Providers say Medicare audit losses overstated
Providers say Medicare audit losses overstated
Report raises fear of regulatory retaliation
The Washington, DC-based American Society of Internal Medicine (ASIM) has raised a number of concerns about the reliability of the recent financial audit of Medicare payments - along with fears about the resulting regulatory fallout prompted by its findings. (See related story on p. 94 for more details on the audit.)

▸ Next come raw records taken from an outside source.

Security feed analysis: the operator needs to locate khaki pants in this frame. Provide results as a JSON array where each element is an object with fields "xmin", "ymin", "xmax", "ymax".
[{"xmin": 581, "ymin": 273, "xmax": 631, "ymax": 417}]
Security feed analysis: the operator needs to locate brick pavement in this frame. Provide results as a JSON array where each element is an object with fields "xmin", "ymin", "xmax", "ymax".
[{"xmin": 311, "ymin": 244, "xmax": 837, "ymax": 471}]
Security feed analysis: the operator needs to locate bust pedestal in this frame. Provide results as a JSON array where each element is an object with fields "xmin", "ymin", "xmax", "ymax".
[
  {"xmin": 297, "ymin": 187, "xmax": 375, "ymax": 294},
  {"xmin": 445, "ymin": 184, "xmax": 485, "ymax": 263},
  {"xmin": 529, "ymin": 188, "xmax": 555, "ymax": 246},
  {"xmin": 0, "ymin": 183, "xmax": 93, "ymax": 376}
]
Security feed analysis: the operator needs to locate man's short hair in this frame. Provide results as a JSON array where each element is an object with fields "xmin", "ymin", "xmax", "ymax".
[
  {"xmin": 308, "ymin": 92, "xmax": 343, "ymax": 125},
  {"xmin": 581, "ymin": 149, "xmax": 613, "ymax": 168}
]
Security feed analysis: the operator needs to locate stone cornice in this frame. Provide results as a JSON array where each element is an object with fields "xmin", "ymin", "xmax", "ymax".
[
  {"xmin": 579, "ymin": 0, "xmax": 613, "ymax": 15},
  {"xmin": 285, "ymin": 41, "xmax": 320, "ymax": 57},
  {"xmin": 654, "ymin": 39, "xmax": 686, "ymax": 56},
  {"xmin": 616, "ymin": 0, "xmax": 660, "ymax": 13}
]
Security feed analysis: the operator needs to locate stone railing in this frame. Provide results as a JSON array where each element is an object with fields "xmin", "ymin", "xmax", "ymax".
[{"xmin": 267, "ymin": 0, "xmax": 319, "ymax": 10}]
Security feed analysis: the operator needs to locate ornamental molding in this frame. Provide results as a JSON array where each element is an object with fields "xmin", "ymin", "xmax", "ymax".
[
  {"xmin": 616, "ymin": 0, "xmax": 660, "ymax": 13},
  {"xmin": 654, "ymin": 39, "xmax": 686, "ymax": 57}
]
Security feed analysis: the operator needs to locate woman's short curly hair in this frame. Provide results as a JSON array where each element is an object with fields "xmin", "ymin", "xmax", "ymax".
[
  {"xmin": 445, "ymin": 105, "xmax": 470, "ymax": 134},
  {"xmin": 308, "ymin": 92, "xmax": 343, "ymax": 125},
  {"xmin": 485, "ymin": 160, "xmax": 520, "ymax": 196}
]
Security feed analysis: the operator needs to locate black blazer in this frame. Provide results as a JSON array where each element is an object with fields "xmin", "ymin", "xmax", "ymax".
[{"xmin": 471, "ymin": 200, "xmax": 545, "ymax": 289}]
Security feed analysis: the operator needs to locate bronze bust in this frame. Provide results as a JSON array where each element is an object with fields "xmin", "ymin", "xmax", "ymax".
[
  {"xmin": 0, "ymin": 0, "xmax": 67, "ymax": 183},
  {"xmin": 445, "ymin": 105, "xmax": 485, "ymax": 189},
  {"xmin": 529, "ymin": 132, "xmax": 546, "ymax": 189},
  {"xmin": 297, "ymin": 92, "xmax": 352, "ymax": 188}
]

Among ASIM's specific concerns were the following items:
· Statistical validity of the estimates. Auditors only reviewed 8,048 of the 853 million claims submitted to Medicare last year - less than one one-thousandth of 1% of Medicare claims, says ASIM. The Office of Inspector General (OIG) acknowledges its estimate of fraud, waste, or coding error in Medicare fee for service could be off by as much as plus or minus 40%. "This raises significant questions about the reliability of the OIG's estimates of improper claims," says ASIM president Alan R. Nelson, MD.
· Significance of documentation problems. Inadequate documentation in medical records, the largest category of claims that were allegedly paid to physicians in error, does not indicate that fraud or abuse has occurred, argues ASIM. Even HCFA administrator Nancy-Ann Min DeParle has acknowledged, "Many of the erroneous payments were due to inadequate documentation, which is not synonymous with fraud and abuse."
Lack of documentation does not mean "improper" payments, ASIM says. "A physician may have billed for the right code and the right level, but simply did not provide the extensive documentation that the OIG's auditors believed to be appropriate," notes Nelson." In such instances, not only has no fraud and abuse occurred, no overpayment has occurred."